OURS TÊTE BAISSÉE

Georges-Lucien GUYOT

Bronze à patine brun noir, signé « Guyot ».
Fonte Susse du vivant de l’artiste. Porte le cachet « Susse frères Paris cire perdue » sur la terrasse et annoté « 2ème épreuve », porte un deuxième cachet du fondeur sous le bronze.
H.46 x L. 54 x P. 29 cm
Circa 1941

Provenance : Monaco, collection particulière.





Description

 

Figurant en bonne place dans son répertoire, l’ours est un des sujets favoris du sculpteur.

Lorsqu’en 1906, il expose ses premiers travaux au Salon des Artistes Français, notamment sa première pièce Ours dressé sur ses pattes arrière, Guyot raconte que son intérêt pour les plantigrades fut probablement inspiré par un incident que son grand père lui raconta :

« C’est peut-être d’un souvenir qu’un de mes grands-pères me conta à l’époque de mon adolescence que me vint ce besoin de reproduire en terre glaise les ours… D’une force peu commune, mon grand-père en sa jeunesse, accompagné de ses frères, releva le défi que lançait le patron d’une baraque de lutteurs à quiconque tomberait l’ours qu’il tenait caché derrière une tenture. L’enjeu était un louis d’or, dont il faisait miroiter le lumineux prestige au bout de ses gros doigts. Mon grand-père s’appelait Louis. Il était d’une belle vigueur et d’une prestance certaine… Et puis en ces années 1900… Vingt francs… Sitôt mis en présence de l’animal qui paraissait bien débonnaire, mon grand-père qui avait un peu pratiqué la lutte, fonça sur la bête et la ceintura. L’ours ne parut même pas s’en apercevoir et pensait sans doute au morceau de sucre qui suivrait le combat. Il se contenta de plaquer ses deux pattes de devant sur les épaules de son adversaire et fit sa pression… Cela dura deux minutes et inexorablement mon grand-père fut aplati au sol ». Le récit frappa tellement Guyot, qu’attiré par le monde animal, il fit du Jardin des Plantes son lieu favori, observant in-situ les deux fameuses fosses aux ours.
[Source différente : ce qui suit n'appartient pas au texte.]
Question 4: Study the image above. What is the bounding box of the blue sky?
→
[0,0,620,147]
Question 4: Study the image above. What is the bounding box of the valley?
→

Impressionnant par sa puissance contenue, cet ours tête baissée doté d’une grande bosse au-dessus des épaules donnant la force aux membres antérieurs, pointe son museau sur le sol prêt à retourner la terre et les roches. Guyot a su faire ici preuve d’un grand sens de l’observation afin de retranscrire en bronze l’instinct spécifique du plantigrade. A mi-chemin entre les surfaces lisses de François Pompon et celles accidentées de Rembrandt Bugatti, l’émotion provoquée par cette sculpture tient dans la force et l’élégance évocatrice des lignes, le respect des proportions naturelles et la tendresse jamais démentie d’un amoureux de la faune sauvage. Annoté « 2ème épreuve » par Susse, notre bronze est de fait une fonte spéciale d’une qualité remarquable, d’un noir profond qui donne une densité particulière au volume de l’animal saisi dans un instant précis de sa vie quotidienne.